Pegasus Bridge as a Skirmish on the Tabletop

10/05/2026

Pegasus Bridge is one of those rare historical actions that almost feels written for the tabletop. It has a clear objective, a small attacking force, surprised defenders, night fighting, engineers under pressure, and a dramatic race against German counterattacks. For a skirmish game, it is close to ideal.

In the first minutes of D-Day, British glider troops from D Company, 2nd Oxfordshire and Buckinghamshire Light Infantry, landed beside the bridge over the Caen Canal at Bénouville. Their orders were simple: capture the bridge intact and hold it until relieved. The bridge, later known as Pegasus Bridge, was vital because it protected the eastern flank of the Normandy landings. If German forces could use the crossing freely, they might threaten the troops landing on Sword Beach.

For the wargamer, the appeal is obvious. This is not a battle that requires battalions of infantry or a huge table. The action can be played with a few sections of British airborne troops, a small German garrison, some engineers, and later reinforcements. The centrepiece is the bridge itself. Around it you need the canal, a few German defensive positions, some buildings on the Bénouville side, and the wrecks of the Horsa gliders that brought the attackers almost directly onto their objective.

Beginning of the Game

The game should begin in darkness and confusion. The British player starts near the gliders, with some troops perhaps stunned or delayed by the landing. The German player begins with sentries and weapon crews who are not fully alert. This is important. If the Germans begin the game ready and waiting, the scenario loses its character. The first turns should be about surprise, speed and alarm.

The British objective is not simply to kill the defenders. They must rush the bridge, clear the German positions, and stop any attempt to destroy the crossing. Engineers should matter in the game. They need to inspect the bridge, cut wires, remove charges or make sure the structure is safe. This gives the British player a reason to protect specific figures rather than just push everyone forward with Stens and Brens.

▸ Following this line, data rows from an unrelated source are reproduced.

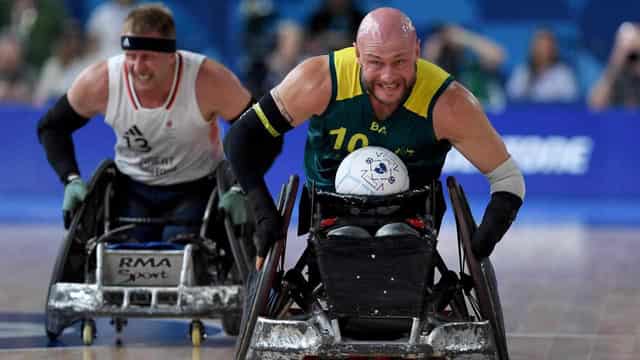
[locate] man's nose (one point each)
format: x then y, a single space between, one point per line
387 73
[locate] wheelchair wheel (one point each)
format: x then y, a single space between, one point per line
260 284
88 331
231 323
69 264
484 296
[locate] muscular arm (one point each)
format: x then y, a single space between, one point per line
219 92
305 91
86 98
89 92
459 118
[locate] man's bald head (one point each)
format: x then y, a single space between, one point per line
385 24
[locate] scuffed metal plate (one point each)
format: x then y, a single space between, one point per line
288 339
88 299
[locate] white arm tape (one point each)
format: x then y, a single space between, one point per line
507 177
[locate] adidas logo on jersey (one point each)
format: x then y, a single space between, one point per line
136 141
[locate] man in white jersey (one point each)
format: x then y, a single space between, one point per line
163 106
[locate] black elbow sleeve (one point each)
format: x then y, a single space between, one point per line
54 132
498 216
254 141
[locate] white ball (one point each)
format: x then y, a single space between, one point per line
372 170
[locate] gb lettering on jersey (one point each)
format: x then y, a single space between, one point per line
136 141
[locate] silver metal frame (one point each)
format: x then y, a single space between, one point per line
191 301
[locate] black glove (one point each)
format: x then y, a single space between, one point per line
269 228
497 219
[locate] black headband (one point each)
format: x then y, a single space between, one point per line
148 44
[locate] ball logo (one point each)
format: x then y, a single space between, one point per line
371 170
380 172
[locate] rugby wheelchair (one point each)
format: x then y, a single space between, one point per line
372 284
100 272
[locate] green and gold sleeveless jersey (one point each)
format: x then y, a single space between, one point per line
349 123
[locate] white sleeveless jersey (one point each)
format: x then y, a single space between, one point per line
166 145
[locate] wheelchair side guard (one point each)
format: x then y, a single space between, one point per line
264 279
482 272
69 264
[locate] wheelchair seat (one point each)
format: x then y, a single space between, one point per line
380 278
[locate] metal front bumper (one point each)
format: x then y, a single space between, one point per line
186 301
287 339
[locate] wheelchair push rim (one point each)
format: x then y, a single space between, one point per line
487 302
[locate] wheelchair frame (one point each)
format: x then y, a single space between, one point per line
468 334
78 293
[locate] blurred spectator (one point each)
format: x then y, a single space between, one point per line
63 66
35 24
472 59
544 77
259 15
287 54
333 26
14 76
103 27
619 84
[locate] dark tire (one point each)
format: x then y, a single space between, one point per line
260 284
485 289
66 269
231 323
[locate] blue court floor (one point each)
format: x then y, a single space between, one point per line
567 273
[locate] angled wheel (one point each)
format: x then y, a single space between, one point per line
196 332
260 284
231 323
484 296
69 264
88 331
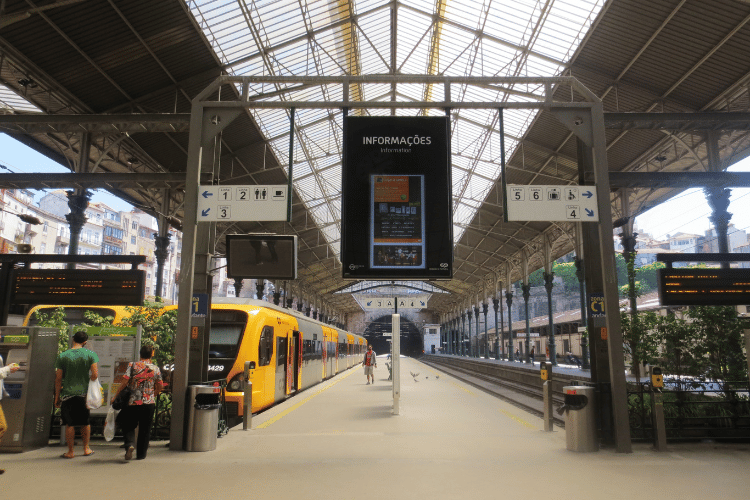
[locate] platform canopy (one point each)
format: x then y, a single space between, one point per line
138 59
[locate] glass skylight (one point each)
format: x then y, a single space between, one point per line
451 38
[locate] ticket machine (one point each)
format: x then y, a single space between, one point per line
29 396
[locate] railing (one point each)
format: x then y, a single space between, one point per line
692 410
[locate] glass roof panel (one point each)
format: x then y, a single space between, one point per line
469 37
10 102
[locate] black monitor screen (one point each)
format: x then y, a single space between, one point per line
396 210
251 256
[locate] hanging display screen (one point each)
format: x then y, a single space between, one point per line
261 256
396 212
704 287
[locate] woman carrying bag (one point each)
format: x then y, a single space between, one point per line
143 378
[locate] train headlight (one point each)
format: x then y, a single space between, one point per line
236 384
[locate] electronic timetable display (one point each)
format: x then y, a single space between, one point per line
397 229
396 209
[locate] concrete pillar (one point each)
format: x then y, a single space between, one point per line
237 286
78 202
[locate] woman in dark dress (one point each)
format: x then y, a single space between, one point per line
144 379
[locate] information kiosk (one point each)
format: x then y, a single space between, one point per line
30 391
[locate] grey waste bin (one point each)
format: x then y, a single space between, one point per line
580 419
203 417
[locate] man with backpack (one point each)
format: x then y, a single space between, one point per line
370 362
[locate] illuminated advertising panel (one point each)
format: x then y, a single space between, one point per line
396 211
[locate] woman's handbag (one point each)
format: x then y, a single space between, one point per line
123 398
109 424
95 395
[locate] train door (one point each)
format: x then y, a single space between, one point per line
337 357
293 361
282 346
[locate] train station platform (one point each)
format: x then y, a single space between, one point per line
340 440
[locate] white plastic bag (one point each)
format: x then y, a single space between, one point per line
95 396
109 424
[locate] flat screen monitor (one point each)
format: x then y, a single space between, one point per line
261 256
396 208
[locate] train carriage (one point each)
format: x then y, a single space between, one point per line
292 352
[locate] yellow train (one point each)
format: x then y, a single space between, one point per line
291 351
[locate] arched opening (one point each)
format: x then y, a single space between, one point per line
411 338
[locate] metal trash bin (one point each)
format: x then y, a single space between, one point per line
203 418
580 418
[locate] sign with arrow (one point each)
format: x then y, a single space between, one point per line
596 305
243 203
411 302
551 203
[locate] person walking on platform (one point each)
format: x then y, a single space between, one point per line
73 370
4 372
370 362
145 383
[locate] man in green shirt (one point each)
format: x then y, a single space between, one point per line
73 370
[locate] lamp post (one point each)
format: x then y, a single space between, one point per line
526 292
485 308
509 302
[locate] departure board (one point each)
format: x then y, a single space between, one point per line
78 286
699 287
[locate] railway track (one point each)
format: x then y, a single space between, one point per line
527 397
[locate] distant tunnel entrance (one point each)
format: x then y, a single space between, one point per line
411 339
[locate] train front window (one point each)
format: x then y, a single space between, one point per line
226 334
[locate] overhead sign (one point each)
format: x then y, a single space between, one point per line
243 203
199 308
417 302
704 287
396 198
596 305
551 203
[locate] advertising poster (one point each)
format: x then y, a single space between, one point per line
396 211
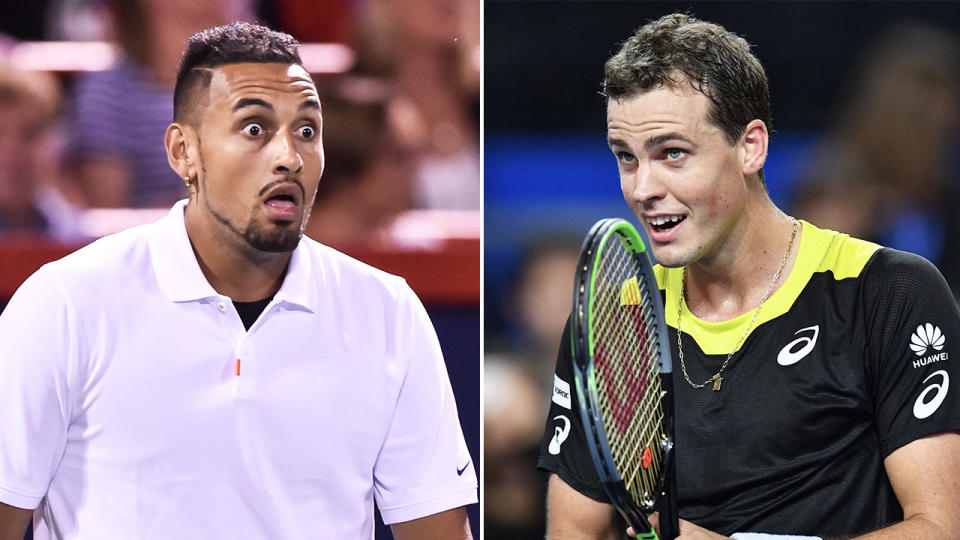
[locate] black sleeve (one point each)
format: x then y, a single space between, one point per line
563 449
913 329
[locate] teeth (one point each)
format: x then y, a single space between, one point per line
660 220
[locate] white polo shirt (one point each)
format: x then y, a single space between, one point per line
122 414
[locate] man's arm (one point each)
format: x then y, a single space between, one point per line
925 475
13 522
449 525
572 515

The German player should have a difficult but interesting role. At first, he is reacting to disaster. Sentries must raise the alarm, machine-gun teams must get into action, and nearby troops must try to delay the British long enough for reinforcements to arrive. Later in the game, the situation changes. Once German counterattacks begin, the British are no longer attackers but defenders, holding a very exposed position in the dark.

This shift is what makes Pegasus Bridge such a good scenario. The first half is a sudden assault. The second half is a desperate defence. The British may capture the bridge quickly, but that does not mean they have won. They still have to hold it.

A good version of the scenario should use a time limit. The British win if they capture the bridge intact and hold it until relief arrives. The Germans win if they destroy the bridge, retake it, or keep it contested long enough to prevent a clean British success. This is better than a simple casualty-based victory system, because it reflects the real purpose of the operation.

The table should feel cramped. The canal prevents easy movement. The bridge channels the fighting. German positions cover the approaches. Buildings and walls break up lines of sight. At night, flares, muzzle flashes and sudden close-range firefights should matter more than long-distance shooting. The game should feel tense, not spacious.

Pegasus Bridge as a campaign

You can also turn Pegasus Bridge into a short campaign. The first game covers the glider assault. The second follows the German counterattack. A third can bring in the wider fighting around Bénouville and the arrival of British airborne reinforcements. A final game can represent the link-up with troops advancing from Sword Beach. Casualties and delays from one game can affect the next, giving the players a reason to care about more than immediate victory.

The key to making Pegasus Bridge work is not perfect balance. Historically, the British had surprise, training and a clear plan. The Germans had defensive positions and the advantage of local reinforcements, but they were caught off guard. On the tabletop, that imbalance is part of the drama. The question should not be whether both sides begin equally. The question should be whether the British can move fast enough, whether the Germans can recover in time, and whether the bridge remains standing.

As a modelling project, Pegasus Bridge is also very attractive. A canal bridge, three crashed gliders, a few trenches, a café, roads, walls and scattered German positions are enough to create an instantly recognisable battlefield. It is one of those scenarios where the terrain does much of the storytelling before the first dice are rolled.

Pegasus Bridge works because it is compact, dramatic and meaningful. Every turn matters. Every engineer matters. Every delay matters. It is not just another Normandy firefight with a famous name attached. It is a mission with a stopwatch, a bridge that must survive, and a handful of men trying to decide the shape of D-Day before most of the invasion force has even reached the beaches.